Originally Posted by
Dan The Man
If you are going fast, the knee might give you some asymetric drag to help the turn along a little bit against the air instead of against the contact patch. I prefer to start a turn with my weight high, and then kind of fall into the bike by the end of the turn.
On a related note. I recently tried to just turn my handlebars while going straight at low speed, no leaning, just to see if I could. I found that I was unable to turn the handlebars more than 5 or so degrees. I am not sure if it was a psychological barrier or a physical one. But atleast for me it seems impossible to just turn the handlebars without also leaning onto the bars and shifting my weight.
Balancing the bike requires steering the front wheel, however minutely. It's possible to ride a bike with tiny wheels (no gyroscopic effect), short wheelbase, long wheelbase, etc, but lock the steering and any normal rider will fall over.

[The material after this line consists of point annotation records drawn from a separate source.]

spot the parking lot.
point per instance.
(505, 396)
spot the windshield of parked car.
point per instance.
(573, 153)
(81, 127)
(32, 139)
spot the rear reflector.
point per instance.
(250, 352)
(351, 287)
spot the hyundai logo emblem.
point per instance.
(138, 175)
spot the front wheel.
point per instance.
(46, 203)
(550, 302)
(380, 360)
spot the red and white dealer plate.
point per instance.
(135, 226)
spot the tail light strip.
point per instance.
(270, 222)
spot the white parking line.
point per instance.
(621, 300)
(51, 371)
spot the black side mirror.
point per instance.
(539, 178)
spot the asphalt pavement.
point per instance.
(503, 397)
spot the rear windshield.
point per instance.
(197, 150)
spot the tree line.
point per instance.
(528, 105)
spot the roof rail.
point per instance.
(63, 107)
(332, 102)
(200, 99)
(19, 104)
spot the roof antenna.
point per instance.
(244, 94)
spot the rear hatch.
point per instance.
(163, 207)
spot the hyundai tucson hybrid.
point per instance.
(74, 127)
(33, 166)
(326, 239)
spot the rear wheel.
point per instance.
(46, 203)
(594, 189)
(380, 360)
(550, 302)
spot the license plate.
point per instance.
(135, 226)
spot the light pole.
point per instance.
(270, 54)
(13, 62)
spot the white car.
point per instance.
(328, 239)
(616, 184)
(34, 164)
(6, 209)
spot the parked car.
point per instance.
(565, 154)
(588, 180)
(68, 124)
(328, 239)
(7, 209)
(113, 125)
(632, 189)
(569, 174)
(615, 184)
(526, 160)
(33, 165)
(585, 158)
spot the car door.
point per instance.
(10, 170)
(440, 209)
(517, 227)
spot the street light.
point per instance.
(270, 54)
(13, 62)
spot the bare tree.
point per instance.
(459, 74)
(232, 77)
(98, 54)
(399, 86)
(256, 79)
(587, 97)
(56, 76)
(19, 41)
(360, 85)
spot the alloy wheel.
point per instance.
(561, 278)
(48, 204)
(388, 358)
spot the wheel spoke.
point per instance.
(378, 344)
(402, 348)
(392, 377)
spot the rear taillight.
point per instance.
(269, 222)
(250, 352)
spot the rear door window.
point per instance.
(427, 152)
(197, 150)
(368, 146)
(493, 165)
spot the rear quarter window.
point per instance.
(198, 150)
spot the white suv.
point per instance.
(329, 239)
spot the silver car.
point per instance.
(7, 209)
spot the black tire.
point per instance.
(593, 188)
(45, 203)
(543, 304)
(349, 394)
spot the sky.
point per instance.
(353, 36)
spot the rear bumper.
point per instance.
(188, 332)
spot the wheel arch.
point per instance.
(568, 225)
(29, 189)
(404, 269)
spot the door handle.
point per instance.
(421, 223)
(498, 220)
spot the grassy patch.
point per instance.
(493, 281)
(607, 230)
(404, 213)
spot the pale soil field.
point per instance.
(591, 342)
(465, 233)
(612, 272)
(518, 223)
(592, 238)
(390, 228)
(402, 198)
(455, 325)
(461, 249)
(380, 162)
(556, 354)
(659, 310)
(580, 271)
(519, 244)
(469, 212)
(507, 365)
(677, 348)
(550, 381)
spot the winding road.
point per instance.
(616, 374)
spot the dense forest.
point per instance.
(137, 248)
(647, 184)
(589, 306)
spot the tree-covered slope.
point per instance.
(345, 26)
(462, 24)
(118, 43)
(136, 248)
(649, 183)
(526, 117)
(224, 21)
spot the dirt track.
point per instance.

It's pretty much impossible to turn the bars without turning or leaning; it's how two wheeled things work.
Okay, it's probably like saying it's impossible to fold paper in half more than 8 times. Mythbusters did 11 folds I think, using a huge piece of paper (100 yards x 100 yards?) and using a bulldozer and steamroller to help fold. I'm sure that a super wide tired bike (think 2 foot wide slicks off the back of a dragster) could be "steered" without leaned. But a normal bike, no.